И знаете ли, целых две недели мне не позволяли приблизиться к собственной машине. Когда первоначальное всеобщее возбуждение немного улеглось, я покинул полицейский участок и поспешил к дому – окольной дорогой, через Лав-лейн и Чарт, дабы недовольство горожан не вспыхнуло с новой силой. Мамочку я, само собой, нашел в страшном негодовании от того, как со мной обошлись.

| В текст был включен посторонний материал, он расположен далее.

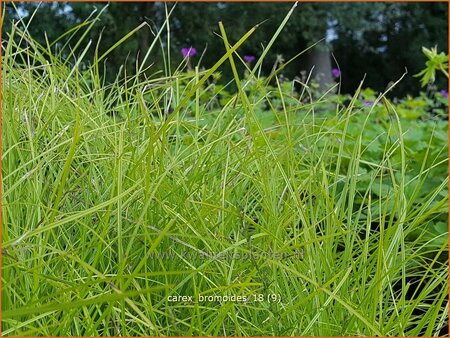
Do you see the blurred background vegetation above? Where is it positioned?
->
[2,2,448,97]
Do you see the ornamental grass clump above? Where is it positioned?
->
[2,6,448,336]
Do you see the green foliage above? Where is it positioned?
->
[415,47,448,87]
[2,9,448,336]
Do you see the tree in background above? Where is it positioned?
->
[2,2,448,96]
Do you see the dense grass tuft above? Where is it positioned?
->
[2,7,448,336]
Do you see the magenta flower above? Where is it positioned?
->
[331,68,341,77]
[244,55,256,63]
[181,47,197,58]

И вот, представьте себе, я очутился на осадном положении в комнатах второго этажа, а «Alauda Magna», мой выносливый малютка, виднелся в отдалении на лугу Чизмена, и все кому не лень шастали вокруг и глазели на него – все, кроме меня! Чизмен вообразил, что аппарат – его трофей. Как-то ночью мое сокровище сильным ветром опять швырнуло через живую изгородь на теплицы Лаптона, после чего тот прислал мне глупейшую записку, гласившую, что, если мы не уберем аэроплан с его участка, он его продаст с целью возместить убытки; в следовавшей далее пространной тираде говорилось о причиненном ущербе и привлечении к делу поверенного. Мамочка поспешила к Клампам – перевозчикам мебели из Апнортон-Корнер, те раздобыли подводу для транспортировки бревен, и к моменту ее прибытия общественные настроения успели смягчиться настолько, что я смог лично руководить возвращением машины.